Como especialistas en seguridad personal de la División de Seguridad Técnica, sólo necesitaban veinte minutos para convertir cualquier casa en un perfecto estudio de sonido. Gallo les había dicho que disponían de dos horas. Aun así, acabarían su trabajo en veinte minutos. Los tres hombres se dirigieron a la entrada del edificio y el más alto de ellos introdujo unos diminutos alicates de tres puntas en la cerradura. Cuatro segundos más tarde la puerta estaba abierta.

– La caja de teléfonos en el sótano -dijo el hombre de pelo negro.

– Yo me encargo -dijo el tercer hombre, alejándose hacia el hueco de la escalera que se abría en una esquina del vestíbulo. Sólo los novatos colocan micrófonos en el aparato que quieren controlar. Gracias a Hollywood, es el primer lugar que todo el mundo examina.

En el ascensor, sus dos compañeros repararon en las puertas metálicas atacadas por el óxido y en los viejos botones. Los edificios viejos siempre daban más trabajo. Paredes más gruesas; perforaciones más profundas. Finalmente, el ascensor se detuvo bruscamente en el cuarto piso. La puerta se deslizó lentamente; Joey estaba esperando en el rellano. Echó un breve vistazo a los hombres con uniformes Verizon y bajó la cabeza.

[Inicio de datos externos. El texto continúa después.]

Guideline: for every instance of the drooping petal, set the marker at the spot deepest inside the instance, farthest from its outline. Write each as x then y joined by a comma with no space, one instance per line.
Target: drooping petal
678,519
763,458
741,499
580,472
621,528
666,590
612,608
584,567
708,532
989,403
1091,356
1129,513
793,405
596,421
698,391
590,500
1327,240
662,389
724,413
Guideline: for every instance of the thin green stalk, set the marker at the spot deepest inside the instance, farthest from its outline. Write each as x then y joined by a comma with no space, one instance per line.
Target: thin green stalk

– Que tenga una buena noche -dijo el más alto al salir.

– Usted también -contestó Joey, pasando a su lado para entrar en el ascensor. El pecho de Joey rozó el brazo del hombre. Él sonrió. Ella le devolvió la sonrisa. Un momento después Joey había desaparecido.


– Lo juro, no he sabido absolutamente nada de ellos -tartamudeó Maggie, enjugándose las lágrimas con el borde de la manga-. Estuve en casa todo el día… todas mis dientas… pero ellos nunca…

– La creemos -dijo Gallo-. Pero cuanto más tiempo pasen Charlie y Oliver ahí fuera, más probabilidades hay de que se pongan en contacto con usted. Y cuando lo hagan, quiero que me prometa que les mantendrá al teléfono el mayor tiempo posible. ¿Me está escuchando, Maggie? Eso es todo lo que debe hacer. Nosotros nos encargaremos del resto.

Mientras recobraba el aliento, Maggie intentó imaginarse ese momento en su cabeza. Había muchas cosas que aún no tenían sentido paia ella.

– No sé…

– Comprendo que es difícil para usted -añadió DeSanctis-. Créame, yo tengo dos niñas pequeñas y ningún padre debería encontrarse jamás en esta situación. Pero si quiere salvarles, esto es lo mejor para ellos… para todos.

– ¿Qué me dice? -preguntó Gallo-. ¿Podemos contar con usted?